In this blog post I will be discussing installing a passive solar heater. I created this design to collect sunlight into the black heat painted cans. The cans are open on top and bottom and glued together with high temp silicone.

Applied STEM and Problem Solving

This design is frankly very simple. It took me a weekend to build and 18 months to test it through winters and summers. Once I had data that it would work, I committed to installing it.

This design allows cold air to enter through the bottom and as it rises it heats up inside the black cans. The volume of the box at the top under the glass and reflected by the shiny foam insulation gets warm quite quickly. There is an opening at the top where the hot air will flow into a lower pressure (i.e. colder) space.

This installation is primarily to heat the area of my classroom at Mezzacello where I store batteries and servers in the winter. To that end it does a great job. In spring and summer I vent the air out the top. This system is analogous to the greenhouse effect of the earths atmosphere.

Prior to committing to installing the solar heater with permanent steel, I tried a lean-to using the banister in the attic I repurposed. It looked bad, but data is data whether one likes it or not. I spent all my budget on the box, I wanted that to be the point of these 18 months.

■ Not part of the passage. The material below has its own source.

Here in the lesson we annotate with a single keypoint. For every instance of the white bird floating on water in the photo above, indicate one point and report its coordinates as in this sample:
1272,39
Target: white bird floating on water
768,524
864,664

As part of my commitment to modeling sustainability and applied STEM I will be adding blogs like this to my web site. I learned all of this from youtube. Sustainability mandates that I share as much as I can in the hopes that we all will as well.

How To:

You need to build a large box (mine is wood as it’s easy to build with) 1 m x 1.5 m 30 cm (39″ x 59″ x 11″) and make it durable. The box is lined with reflective foam insulation and the corners are reinforced. There are holes cut into the bottom that line up with the black can tubes.

Each can is an aluminum soda or beer can that I ground the bottoms off and glued end to create a tube. Then I glued them together into 9 tubes 1.45 m long using high temp silicone glue. Lastly I spray painted each tube matte black with high temperature spray paint.

You position the bottom of each tube on that hole. Place some stays under the tubes to make sure hot air can circulate around the tubes as well. The glass is sealed in place with silicone caulk and mechanically fastened to the frame.

Lastly there is a slit to allow the hot air out the top. I attach a duct to that and into the shed. Two DC powered computer fans draw the hot air into the area of the shed with the batteries and servers.

The Hardest Part

It really is that simple. The hardest parts were finding the NON-UV reflective glass and sourcing 90 aluminum cans. I live in downtown Columbus and I don’t drink soda or beer. Finding cans is tough when you are competing with recyclers who want to sell the aluminum cans!

Luckily my friends drink soda and beer and I was able to beg them for the cans. This is a great project to work on with your kids. You learn a great deal about math, volume, geometry, environmental science and thermodynamics in a fun and natural way.

Future Plans

I will definitely be building a few more of these. I will also be adjusting their installation height as heat rises. In the chicken coop, a lower installation makes more sense.